Against Gig Harbor High’s Trevor Zeitner in Thursday’s dual-meet in Purdy, Peninsula High School junior Nathan Johnson was closing in on a win by decision, up 7-5 on points late in the third and final round.
But Zeitner scored a takedown as time expired, knotting the score up at 7-7. The match was going to overtime.
Johnson remained calm, earning a takedown in the overtime period and winning the match with a 9-7 decision.
“I wasn’t really tired — it was more that I had to kick it into overdrive,” Johnson said. “I had to turn it on. He caught me off guard. I had to work extra hard to get that back.”
It was a match that Johnson may have lost last season as a sophomore, when he lacked the confidence he has now.
“Last year, I went into every match thinking I was going to lose,” Johnson said.
Johnson certainly wasn’t in any kind of uncharted territory in his sophomore season. Many underclassmen struggle with confidence on the wrestling mat.
“Kids can really psych themselves out,” said Peninsula coach Mark Nickels. “The mental side is huge. It’s one of the biggest components of wrestling. “It’s OK to be anxious, it’s OK to be excited, but throw the nerves away. You’ve got to be confident about what you do, confident in your training and get out there. This is your time to perform. That’s easier said than done.”

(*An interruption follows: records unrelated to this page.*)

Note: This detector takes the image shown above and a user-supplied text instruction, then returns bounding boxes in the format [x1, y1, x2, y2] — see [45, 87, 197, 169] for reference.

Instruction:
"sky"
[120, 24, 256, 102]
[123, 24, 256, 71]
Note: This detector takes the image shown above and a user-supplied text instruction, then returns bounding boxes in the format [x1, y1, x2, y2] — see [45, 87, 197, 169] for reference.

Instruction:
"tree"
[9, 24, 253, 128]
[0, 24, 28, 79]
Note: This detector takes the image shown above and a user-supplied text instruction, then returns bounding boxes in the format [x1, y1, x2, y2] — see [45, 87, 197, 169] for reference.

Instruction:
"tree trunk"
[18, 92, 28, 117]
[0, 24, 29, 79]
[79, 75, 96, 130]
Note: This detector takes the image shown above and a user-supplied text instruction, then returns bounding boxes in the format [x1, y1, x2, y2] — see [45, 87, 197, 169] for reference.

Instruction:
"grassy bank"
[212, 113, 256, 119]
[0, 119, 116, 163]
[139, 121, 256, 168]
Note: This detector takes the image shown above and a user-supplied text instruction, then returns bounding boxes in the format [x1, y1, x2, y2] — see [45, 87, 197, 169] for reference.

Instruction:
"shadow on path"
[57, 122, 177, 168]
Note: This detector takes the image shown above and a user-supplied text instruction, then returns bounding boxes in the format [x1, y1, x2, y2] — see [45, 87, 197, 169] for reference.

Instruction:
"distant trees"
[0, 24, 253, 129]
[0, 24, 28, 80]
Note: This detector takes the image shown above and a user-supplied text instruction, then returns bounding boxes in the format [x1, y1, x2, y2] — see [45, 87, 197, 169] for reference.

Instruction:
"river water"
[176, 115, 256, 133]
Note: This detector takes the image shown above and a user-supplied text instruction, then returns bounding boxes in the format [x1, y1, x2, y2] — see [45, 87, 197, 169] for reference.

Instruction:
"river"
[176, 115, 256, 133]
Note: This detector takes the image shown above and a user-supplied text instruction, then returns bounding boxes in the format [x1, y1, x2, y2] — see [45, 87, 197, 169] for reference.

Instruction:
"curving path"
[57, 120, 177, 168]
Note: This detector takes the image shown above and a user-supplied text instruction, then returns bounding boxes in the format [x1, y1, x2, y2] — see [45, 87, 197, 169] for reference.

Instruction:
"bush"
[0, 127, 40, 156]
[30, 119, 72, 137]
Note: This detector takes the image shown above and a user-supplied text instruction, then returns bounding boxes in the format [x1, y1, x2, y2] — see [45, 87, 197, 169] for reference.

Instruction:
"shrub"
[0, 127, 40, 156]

Nickels’ advice to the promising Johnson? Trust in the training he was putting in every day.
“If you believe you’re able to do it, you’re going to do it,” Nickels said. “We don’t do a lot of live wrestling in the practice room. We put them in those situations that they know they’re going to be in, so they’re familiar with that. We tell them to just let their bodies respond. Stop being in your head and just wrestle. Your body knows what to do because you’ve done it 1,000 times in our wrestling room.”
Johnson has taken that advice to heart. This year, he has posted a 20-12 record.
“I’ve stopped really caring if I’m going to win or lose,” he said. “I’ve started going to the match thinking, ‘I’m going to wrestle the best I can.’ Once I started thinking like that, it started mattering less and less to me if they scored a point. It mattered to me if I left the match happy with how I wrestled.”
Johnson competed in freestyle wrestling in the summer. He showed up to every optional preseason practice. He attended camps in the summer. He has put himself into a position to be successful with his hard work and dedication to the sport. Now the confidence is catching up.
“You get better as you get more mature and more confident, and you tend to be more successful,” Nickels said.
How far can Johnson take it this season? He’s got his eyes set on the Tacoma Dome, for what it’s worth.
“I’m looking toward state — I’ve put in the work,” he said. “I realized I could be a good wrestler if I just push myself to be there. If you look at all the tournaments this year, I started wrestling better and better at each tournament. I’ve really regained my confidence.”